小堀 はい。こういった事例もありました。

長男夫婦と同居していた101歳の女性が、突然、自力でベッドに上がれなくなってそのまま寝たきりになってしまった。女性は次第に食事も取れなくなり、ある日、清涼飲料水を100ミリリットル飲んで寝入ったまま、2日間目を覚ましませんでした。

当初、家族は「在宅看取り」を行うと決めていました。ところが、女性が息を吐くときに発するかすかな息遣いを耳にした長男が「苦しそうだ。母がかわいそうで耐えられない」と言い出し、急遽入院させることになったんです。そして、中心静脈栄養による栄養管理と、併発した肺炎に対する気管切開・人工呼吸器の装着が行われました。

はじめの1ヵ月は家族も頻繁に病院を訪れていたのですが、女性に意識がなかったために、家族の訪問に対する反応もなく、次第に家族の足も遠のいていきました。女性はその後10ヵ月余りを暗い集中治療室で1人で生き続けました。そして、ある日夜勤の看護師がナースステーションのモニター画面の波形が平坦になっていることに気づき、死亡が確認されたのです。

この事例の女性が本来迎えるはずだった“望ましい死”とは、小柄な体を丸めて横たわっているそばで、家族や主治医、介護関係者が見守る10ヵ月前の「老衰死」のはずです。長男を責めるつもりはありませんが、結果として彼の判断は病院における「孤独死」を招いてしまった。

それまで僕は、患者さんや家族の要請通りに対応するのが務めだと思っていましたが、このことがあってからは方針を転換し、自分の意見を伝えるようになったんです。

みんなの介護 そもそも終末期医療における延命治療は行き過ぎではないかという見方も広まっているように見受けられます。

小堀 ただ、だからといって「在宅死」ばかりが“望ましい死”とも限りません。

以前、事前の話し合いでは在宅死を望んでいた一人暮らしの末期がんの患者さんが、最後の最後に気持ちを翻し、病院のベッドでチューブにつながれて輸血を受けながら、笑顔を浮かべて幸せそうに亡くなった。人知れず1人で死を迎えるよりも、医療の恩恵にあずかって死ぬことの満足を選んだんです。

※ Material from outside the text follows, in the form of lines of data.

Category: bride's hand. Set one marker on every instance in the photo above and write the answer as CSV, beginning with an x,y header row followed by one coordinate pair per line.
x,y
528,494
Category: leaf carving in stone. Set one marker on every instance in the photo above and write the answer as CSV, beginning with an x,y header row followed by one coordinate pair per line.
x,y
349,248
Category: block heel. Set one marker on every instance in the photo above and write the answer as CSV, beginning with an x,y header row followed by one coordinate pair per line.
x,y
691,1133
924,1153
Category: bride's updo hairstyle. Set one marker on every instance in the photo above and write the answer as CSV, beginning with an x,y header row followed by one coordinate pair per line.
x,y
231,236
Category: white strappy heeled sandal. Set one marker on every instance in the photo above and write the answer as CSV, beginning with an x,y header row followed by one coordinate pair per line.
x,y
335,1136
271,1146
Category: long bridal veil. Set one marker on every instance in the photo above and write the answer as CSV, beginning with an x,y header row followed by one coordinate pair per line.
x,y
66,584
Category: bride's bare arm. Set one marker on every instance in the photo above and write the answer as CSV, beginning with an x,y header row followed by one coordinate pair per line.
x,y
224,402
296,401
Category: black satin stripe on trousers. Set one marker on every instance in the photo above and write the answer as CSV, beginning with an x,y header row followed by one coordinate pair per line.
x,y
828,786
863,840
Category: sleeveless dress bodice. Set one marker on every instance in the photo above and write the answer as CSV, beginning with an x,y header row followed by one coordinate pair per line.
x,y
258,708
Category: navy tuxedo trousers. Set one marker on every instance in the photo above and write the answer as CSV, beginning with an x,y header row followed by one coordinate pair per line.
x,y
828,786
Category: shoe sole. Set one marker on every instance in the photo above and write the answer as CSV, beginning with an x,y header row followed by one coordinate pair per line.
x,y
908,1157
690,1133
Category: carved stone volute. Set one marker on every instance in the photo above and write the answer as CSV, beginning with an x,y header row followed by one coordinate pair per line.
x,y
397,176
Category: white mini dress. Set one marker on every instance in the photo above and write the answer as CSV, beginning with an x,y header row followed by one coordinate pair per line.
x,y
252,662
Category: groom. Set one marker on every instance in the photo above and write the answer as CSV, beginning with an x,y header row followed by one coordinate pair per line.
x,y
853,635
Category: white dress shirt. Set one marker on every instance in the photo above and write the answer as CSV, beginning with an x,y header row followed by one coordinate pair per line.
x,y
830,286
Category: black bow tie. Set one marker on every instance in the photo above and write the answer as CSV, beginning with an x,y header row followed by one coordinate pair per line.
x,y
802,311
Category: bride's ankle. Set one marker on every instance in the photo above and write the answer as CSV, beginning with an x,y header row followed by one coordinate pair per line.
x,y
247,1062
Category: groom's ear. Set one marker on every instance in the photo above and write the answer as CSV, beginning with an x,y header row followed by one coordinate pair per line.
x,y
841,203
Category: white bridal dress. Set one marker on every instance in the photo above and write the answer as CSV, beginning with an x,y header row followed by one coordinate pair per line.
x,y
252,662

人によっては「在宅死」より「入院死」を望むケースもあります。いつ、どのタイミングで判断するかによっても結果は違ってくる。結局のところ、訪問診療医の仕事というのは「どうすれば“その人らしい死”を迎えられるか」を当人はもちろん、家族や介護関係者とも一緒になって考え続けることです。繰り返しになりますが、「人は、“その人の生き方”で死んでいく」。そこに、これだ!という正解はないんですよ。